La talassocrazia statunitense è considerata l’erede della talassocrazia britannica; perciò il fatto che l’amministrazione Trump abbia adottato la prassi di abbordare e saccheggiare le navi che trasportano petrolio venezuelano, è considerata da alcuni come una regressione infantile ai primordi pirateschi della talassocrazia, a prima del diritto internazionale della navigazione ed a prima della globalizzazione. Potrebbe essere un’interpretazione abbastanza valida se opportunamente dimensionata, cioè se si evita di credere che davvero esistesse un diritto internazionale e non un suo simulacro. Un trattato internazionale sul diritto della navigazione (l’UNCLOS) è stato firmato dagli USA nel 1982, ma mai ratificato dal senato; ciò nella pratica ha significato per Washington applicare il trattato solo nei casi in cui gli faceva comodo.
La certezza del diritto è sempre stata un fantasma; lo stesso ente che dovrebbe fondarsi sulla legge e farla rispettare (lo Stato) si è rivelato a sua volta incerto e dissociato, cioè non è mai diventato un soggetto politico-istituzionale univoco e omogeneo. I trattati internazionali sono stati spesso considerati un progresso rispetto alle legislazioni nazionali, poiché prospetterebbero una “governance” mondiale ritenuta, chissà perché, in grado di prevenire e risolvere i conflitti tra Stati. Le esperienze di “governance” sovranazionale hanno invece aggravato la situazione di incertezza normativa. Trump ha adottato il vittimismo come leit motiv della propria comunicazione pubblicitaria, ed uno degli strali della sua lamentazione è proprio la governance globale dei trattati, accusata di legare le mani a chi opera per gli interessi nazionali. Per verificare quanto sia infondata questa narrativa vittimistica, basta osservare lo statuto dell’organizzazione che dovrebbe regolare il commercio mondiale, cioè il WTO/OMC. Quest’organismo è basato sulla “regola del consenso”, cioè non c’è un voto che stabilisce favorevoli e contrari ad una certa decisione, ma c’è “qualcuno” che impone a tutti un unanimismo preventivo, a meno che qualcun altro non si alzi ad obiettare esplicitamente. In parole povere, nel WTO gli USA comandano, a meno che non vi sia uno abbastanza forte da opporsi.

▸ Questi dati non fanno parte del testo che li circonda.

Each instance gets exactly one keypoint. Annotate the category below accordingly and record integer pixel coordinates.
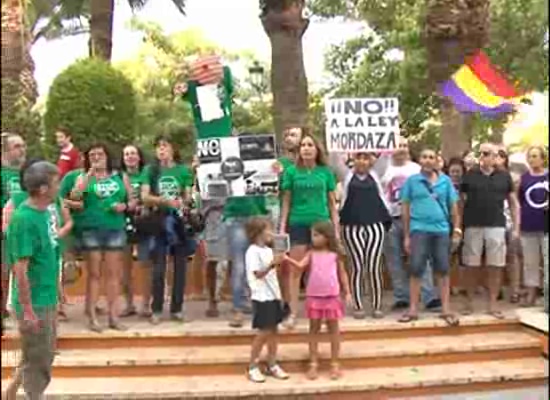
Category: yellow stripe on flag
(475, 89)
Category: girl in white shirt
(265, 293)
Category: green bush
(95, 102)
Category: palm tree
(13, 45)
(454, 29)
(101, 24)
(285, 24)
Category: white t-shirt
(267, 288)
(392, 182)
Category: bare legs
(114, 261)
(93, 283)
(333, 328)
(294, 276)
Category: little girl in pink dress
(326, 283)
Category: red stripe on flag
(496, 82)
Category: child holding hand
(327, 280)
(266, 298)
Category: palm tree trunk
(101, 28)
(12, 59)
(454, 30)
(285, 25)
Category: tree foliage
(363, 67)
(161, 62)
(95, 102)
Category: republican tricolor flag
(478, 86)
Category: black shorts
(266, 315)
(299, 235)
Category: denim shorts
(103, 239)
(434, 247)
(300, 235)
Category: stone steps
(216, 360)
(371, 383)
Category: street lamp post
(256, 72)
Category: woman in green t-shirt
(167, 187)
(308, 196)
(133, 164)
(106, 196)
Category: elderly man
(33, 258)
(14, 153)
(484, 190)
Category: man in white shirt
(400, 169)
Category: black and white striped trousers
(364, 245)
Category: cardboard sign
(361, 125)
(243, 163)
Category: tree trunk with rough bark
(13, 46)
(101, 28)
(454, 29)
(284, 24)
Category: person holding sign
(308, 191)
(365, 218)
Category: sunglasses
(502, 154)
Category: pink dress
(323, 299)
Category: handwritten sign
(357, 125)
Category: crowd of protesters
(379, 209)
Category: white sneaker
(277, 372)
(255, 375)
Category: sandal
(514, 299)
(94, 326)
(497, 314)
(406, 318)
(117, 326)
(335, 372)
(313, 372)
(129, 312)
(290, 322)
(450, 319)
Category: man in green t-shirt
(33, 258)
(14, 151)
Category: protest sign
(237, 166)
(370, 124)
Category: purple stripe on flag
(465, 104)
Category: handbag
(152, 219)
(283, 310)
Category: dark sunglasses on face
(502, 154)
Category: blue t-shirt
(427, 215)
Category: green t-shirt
(55, 209)
(308, 189)
(10, 183)
(32, 235)
(65, 189)
(172, 181)
(221, 127)
(99, 199)
(136, 180)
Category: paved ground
(539, 393)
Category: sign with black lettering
(209, 150)
(357, 125)
(240, 165)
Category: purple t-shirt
(533, 198)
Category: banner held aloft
(369, 124)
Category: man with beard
(400, 169)
(14, 151)
(69, 158)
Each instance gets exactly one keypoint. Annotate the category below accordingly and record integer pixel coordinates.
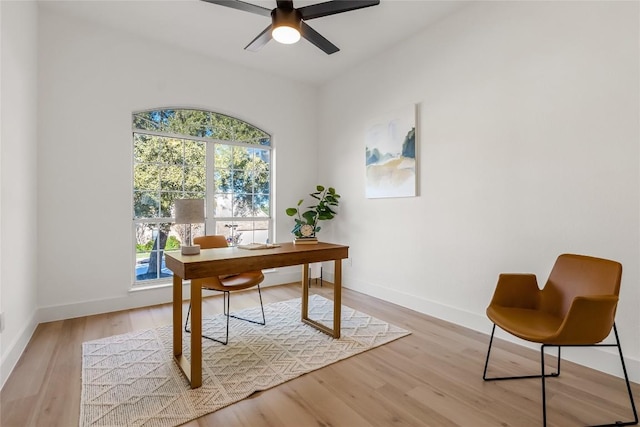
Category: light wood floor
(431, 378)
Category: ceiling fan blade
(332, 7)
(314, 37)
(241, 5)
(262, 39)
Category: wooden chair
(576, 308)
(227, 284)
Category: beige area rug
(131, 379)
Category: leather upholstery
(576, 306)
(228, 282)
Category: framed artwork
(391, 155)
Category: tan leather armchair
(227, 284)
(576, 308)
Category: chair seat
(236, 282)
(531, 325)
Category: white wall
(18, 171)
(528, 148)
(91, 79)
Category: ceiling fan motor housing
(286, 17)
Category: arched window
(188, 153)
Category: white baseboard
(11, 353)
(601, 359)
(140, 298)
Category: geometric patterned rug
(131, 379)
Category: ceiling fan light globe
(285, 35)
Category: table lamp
(189, 211)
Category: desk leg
(177, 315)
(305, 291)
(337, 298)
(196, 333)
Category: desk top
(214, 262)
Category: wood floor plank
(432, 377)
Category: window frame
(211, 220)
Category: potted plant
(306, 225)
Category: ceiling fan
(288, 23)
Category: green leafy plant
(307, 221)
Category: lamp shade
(189, 211)
(286, 25)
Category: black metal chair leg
(251, 320)
(226, 300)
(486, 365)
(543, 376)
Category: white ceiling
(223, 32)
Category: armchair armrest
(517, 291)
(589, 320)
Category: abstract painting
(391, 155)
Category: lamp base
(190, 250)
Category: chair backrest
(579, 275)
(210, 242)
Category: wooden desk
(214, 262)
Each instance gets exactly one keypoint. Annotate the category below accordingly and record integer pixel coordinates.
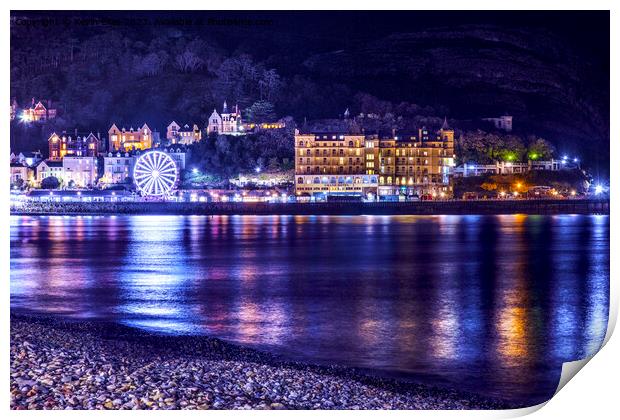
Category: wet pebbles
(89, 365)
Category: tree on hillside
(539, 148)
(261, 111)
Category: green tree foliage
(261, 111)
(539, 149)
(483, 147)
(225, 156)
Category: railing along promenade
(567, 206)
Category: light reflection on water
(489, 304)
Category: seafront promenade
(590, 206)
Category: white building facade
(47, 168)
(79, 171)
(229, 122)
(117, 168)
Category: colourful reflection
(498, 300)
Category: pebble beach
(58, 364)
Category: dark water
(489, 304)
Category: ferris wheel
(155, 173)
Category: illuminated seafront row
(583, 206)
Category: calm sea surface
(488, 304)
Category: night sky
(549, 69)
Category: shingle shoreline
(57, 364)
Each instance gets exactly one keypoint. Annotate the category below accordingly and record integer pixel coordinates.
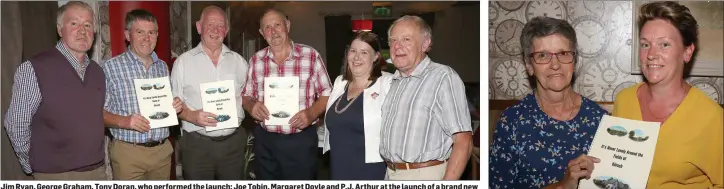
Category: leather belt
(407, 166)
(148, 144)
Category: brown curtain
(27, 29)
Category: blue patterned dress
(531, 150)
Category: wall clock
(510, 5)
(709, 88)
(620, 21)
(582, 8)
(507, 36)
(623, 58)
(553, 9)
(592, 36)
(510, 78)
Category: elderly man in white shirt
(218, 154)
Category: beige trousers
(97, 174)
(133, 162)
(426, 173)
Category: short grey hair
(139, 14)
(210, 8)
(425, 29)
(66, 6)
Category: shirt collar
(199, 49)
(418, 71)
(154, 56)
(296, 51)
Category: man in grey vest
(138, 152)
(55, 119)
(426, 132)
(217, 154)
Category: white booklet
(156, 101)
(219, 98)
(281, 98)
(626, 149)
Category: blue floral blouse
(531, 150)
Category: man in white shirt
(219, 154)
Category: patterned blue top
(121, 96)
(531, 150)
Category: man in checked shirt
(55, 122)
(283, 153)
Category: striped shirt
(121, 95)
(25, 101)
(303, 62)
(421, 114)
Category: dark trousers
(285, 157)
(206, 158)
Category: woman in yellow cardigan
(689, 149)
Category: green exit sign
(382, 11)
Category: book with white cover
(626, 149)
(155, 101)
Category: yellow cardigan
(689, 149)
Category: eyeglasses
(564, 57)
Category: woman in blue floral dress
(541, 142)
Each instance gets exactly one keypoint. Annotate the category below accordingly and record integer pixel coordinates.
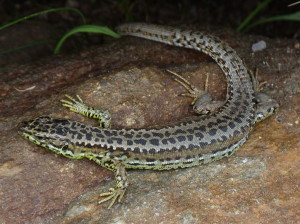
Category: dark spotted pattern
(188, 143)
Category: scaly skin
(189, 143)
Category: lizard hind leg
(203, 103)
(78, 106)
(265, 105)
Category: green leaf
(289, 17)
(86, 29)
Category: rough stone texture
(258, 184)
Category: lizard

Il problema quindi non è il WTO che avrebbe legato le mani agli USA, ma i rapporti di forza spostati a favore della Cina.
Un altro bersaglio polemico negli spot pubblicitari di Trump è l’Unione Europea, accusata non solo di aver parassitato gli USA, ma anche di non essere “democratica”. L’UE è un’organizzazione impopolare, e parlarne male può rendere popolari; ma le chiacchiere di Trump e Vance restano chiacchiere. Certo, se l’UE fosse un’organizzazione appena appena trasparente, la von der Leyen non avrebbe potuto stipulare contratti onerosi a favore di multinazionali farmaceutiche statunitensi; e neppure la von der Leyen avrebbe potuto volare in Scozia per accondiscendere ad ogni desiderio espresso da Trump, mentre questi giocava a golf. Chiaramente molti degli impegni presi dalla von der Leyen rimarranno lettera morta, ma soltanto perché non esistono le risorse per attuarli. Gli abusi della von der Leyen e della Commissione Europea si inquadrano nell’incertezza normativa stabilita dai trattati; un esempio tra i tanti possibili è il controsenso giuridico di un parlamento che può nominare la Commissione ma poi non può sfiduciarla. Il punto però è che l’UE non nasce in funzione di una mitica “agenda globalista”, ma come “vincolo esterno” da usare come babau, come ricatto e come alibi contro le proprie popolazioni. Nata in funzione del “vincolo esterno”, l’UE cerca a sua volta negli USA un “vincolo esterno”, cioè una sponda e un alibi.